Israel's War on Al Jazeera
by Stephen Lendman (stephenlendman.org - Home - Stephen Lendman)
Owned and operated by the Qatari government, it functions much like Western media, featuring content the Al Thani monarchy wants aired.
It's sympathy toward Palestinian suffering is why Israel wants it shut down. Earlier it considered declaring the news agency a hostile entity. Instead, it restricted its activities in the country.
It no longer renews visas for its staff or issues new ones. Its journalists are denied access to government briefings, limited access alone to political and military officials - only to spokespersons of the prime minister, foreign ministry and IDF.
In August 2011, Al Jazeera (AJ) journalist Samer Allawi was arrested and detained for making contact with Hamas' military wing.
Jerusalem is its headquarters in Israel, perhaps not much longer. According to Israeli communications director Ayoub Kara, "professional discussions" were initiated to draft legislation, shutting down the network.
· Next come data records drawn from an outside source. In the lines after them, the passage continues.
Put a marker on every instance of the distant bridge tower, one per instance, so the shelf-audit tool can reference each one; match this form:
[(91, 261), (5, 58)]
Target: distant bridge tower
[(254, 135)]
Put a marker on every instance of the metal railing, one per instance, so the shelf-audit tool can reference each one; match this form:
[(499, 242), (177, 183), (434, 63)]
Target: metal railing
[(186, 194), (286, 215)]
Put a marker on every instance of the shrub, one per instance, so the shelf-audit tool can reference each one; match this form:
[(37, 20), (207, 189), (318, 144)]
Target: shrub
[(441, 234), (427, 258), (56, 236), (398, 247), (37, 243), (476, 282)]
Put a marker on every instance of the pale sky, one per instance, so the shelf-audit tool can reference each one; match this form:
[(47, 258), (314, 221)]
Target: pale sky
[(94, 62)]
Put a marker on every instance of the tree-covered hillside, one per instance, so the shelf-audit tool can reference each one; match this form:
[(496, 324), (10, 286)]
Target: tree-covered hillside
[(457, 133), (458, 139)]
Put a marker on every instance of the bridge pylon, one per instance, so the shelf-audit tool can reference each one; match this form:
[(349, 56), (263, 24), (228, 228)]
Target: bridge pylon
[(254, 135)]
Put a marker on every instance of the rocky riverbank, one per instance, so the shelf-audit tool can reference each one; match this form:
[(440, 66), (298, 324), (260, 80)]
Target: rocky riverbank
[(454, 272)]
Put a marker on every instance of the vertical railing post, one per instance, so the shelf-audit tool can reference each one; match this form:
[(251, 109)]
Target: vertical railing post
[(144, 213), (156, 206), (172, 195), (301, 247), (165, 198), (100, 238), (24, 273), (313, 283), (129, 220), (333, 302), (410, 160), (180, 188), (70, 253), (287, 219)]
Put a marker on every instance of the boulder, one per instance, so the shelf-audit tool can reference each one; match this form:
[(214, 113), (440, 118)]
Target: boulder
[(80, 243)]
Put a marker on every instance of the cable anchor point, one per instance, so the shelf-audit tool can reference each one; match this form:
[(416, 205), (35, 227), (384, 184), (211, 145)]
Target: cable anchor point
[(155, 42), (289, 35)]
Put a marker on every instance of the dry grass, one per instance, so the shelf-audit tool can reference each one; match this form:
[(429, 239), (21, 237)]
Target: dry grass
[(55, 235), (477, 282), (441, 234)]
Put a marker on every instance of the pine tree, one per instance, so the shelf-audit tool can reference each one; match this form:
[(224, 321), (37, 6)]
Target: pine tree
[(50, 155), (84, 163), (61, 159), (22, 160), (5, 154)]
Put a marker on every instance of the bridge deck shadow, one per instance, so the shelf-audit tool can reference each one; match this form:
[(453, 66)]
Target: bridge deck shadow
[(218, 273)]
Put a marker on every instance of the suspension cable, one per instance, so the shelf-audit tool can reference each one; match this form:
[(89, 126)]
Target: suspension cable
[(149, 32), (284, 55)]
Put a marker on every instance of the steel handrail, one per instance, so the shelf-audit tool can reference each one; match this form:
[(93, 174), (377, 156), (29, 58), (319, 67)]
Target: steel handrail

During July 14 - 28 Israeli instigated violence at the Al Aksa mosque and compound, Netanyahu lied, accusing AJ of "inciting violence" - demanding the shutting down of its operations.
According to Israel's press office head Nitzan Hen, press cards aren't permitted for journalists posing a "risk to national security."
On Sunday, Kara said Israel intends revoking press credentials of its journalists, ending its broadcasts on Israeli television if followed-through.
In response, Netanyahu tweeted Kara was "following my guidance...to end Al Jazeera's incitement in Israel."
The Federation of Arab Journalists (FAJ) denounced the move, calling it a flagrant free press violation, especially with regard to the Israeli/Palestinian conflict.
It called on the Federation of Journalists (IFJ) to intervene, pressuring Israel against implementing its hostile intention.
AJ slammed what it called its "dangerous" decision, a statement saying it "deplores this action," indicating it'll "follow up the subject through appropriate legal and judicial procedures."
AJ political analyst Marwan Bishara tweeted: "Israel takes its cue from Arab dictators: 'We have based our decision on the move by Sunni Arab states to close the Al Jazeera offices.' "
So far, AJ's Jerusalem bureau head Walid al-Omari said he hasn't received official notification of closure. He believes "Netanyahu wants to distract attention for issues he's facing" - relating to possible bribery, fraud and breach of trust charges.
Saudi Arabia, the UAE, Bahrain and Jordan shut down AJ operations because of a Persian Gulf feud. Egypt's banned it years earlier - a nation Reporters Without Borders calls "one of the biggest prisons for journalists."
American University in Beirut's Rami Khouri said "(r)egimes that want to control power will almost always go after two targets - the media and foreigners."
AJ's operating days in Israel appear numbered.